In the end Balthazar decided that these potential sorcerers couldn't have lived normal lives. They had the ability to use the entirety of their brains. How could they possibly go and lead normal lives with that ability? Even if they didn't know how to use magic their brain power was ten times that of any normal human. That was why Dave got Physics the way he did. It just seemed to click in his mind.

No. Balthazar didn't think anyone with those kinds of abilities had it in them to be normal. They would all be incredibly special. They had it in them to move worlds and change the way things worked. Maybe they would become politicians or those who ran off to Kenya and participated in the Peace Corps. He had the feeling that there were more unscouted sorcerers than there were sorcerers. And perhaps the world was better place for it.

So it came as no great surprise to Balthazar when Dave beat all of his competitors and took the top prize at the Science Fair for his district. Sorcerer or no Dave had the makings of greatness in him. He had the ability, at the age of fifteen, to wow judges and create electric spectacles of greatness.

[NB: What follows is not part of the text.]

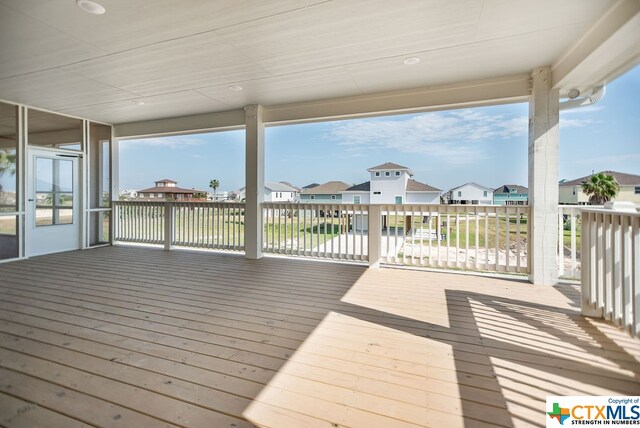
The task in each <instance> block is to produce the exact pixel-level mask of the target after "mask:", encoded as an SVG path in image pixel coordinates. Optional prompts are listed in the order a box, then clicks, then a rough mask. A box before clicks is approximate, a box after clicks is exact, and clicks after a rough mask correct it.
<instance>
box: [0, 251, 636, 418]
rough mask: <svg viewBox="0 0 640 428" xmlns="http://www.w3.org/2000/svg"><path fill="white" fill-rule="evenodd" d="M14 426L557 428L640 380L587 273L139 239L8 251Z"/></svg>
mask: <svg viewBox="0 0 640 428" xmlns="http://www.w3.org/2000/svg"><path fill="white" fill-rule="evenodd" d="M0 284H1V285H0V425H2V426H21V427H37V426H47V427H56V426H59V427H65V428H67V427H74V426H85V425H98V426H121V427H145V426H194V427H214V428H217V427H245V426H253V425H257V426H265V427H274V428H288V427H316V426H318V427H414V426H434V427H456V426H496V425H497V426H544V423H545V401H544V400H545V397H546V396H548V395H609V394H634V395H639V394H640V362H639V360H640V343H639V341H637V340H634V339H632V338H630V337H629V336H628V335H627V334H625V333H624V332H621V331H618V330H617V329H616V328H614V327H612V326H610V325H608V324H606V323H603V322H599V321H593V320H588V319H585V318H582V317H580V316H579V309H578V303H577V302H578V298H579V294H578V292H577V289H576V287H574V286H570V285H563V286H559V287H553V288H552V287H546V288H542V287H534V286H532V285H530V284H528V283H524V282H518V281H510V280H502V279H494V278H484V277H475V276H465V275H452V274H445V273H429V272H421V271H415V270H401V269H378V270H367V269H365V268H363V267H360V266H355V265H346V264H334V263H323V262H314V261H307V260H291V259H281V258H266V259H262V260H259V261H250V260H245V259H244V258H242V257H241V256H233V255H220V254H211V253H198V252H183V251H172V252H163V251H160V250H155V249H147V248H133V247H107V248H101V249H95V250H89V251H77V252H70V253H63V254H57V255H51V256H44V257H38V258H34V259H30V260H25V261H20V262H15V263H9V264H3V265H0Z"/></svg>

And when Dave had finished with his presentation he had looked over at Balthazar. The look had been yearning for approval. When he saw that look it terrified him. Yet, he had to smile and nod at him. Because he knew that Dave was going to be the Prime Merlinian. He knew that he had found him. And he knew, despite the misgivings that he had been feeling for years, he had done a good job training him. And he had the sneaking suspicion that Dave held his opinion in respect. He wasn't sure how he felt about that though.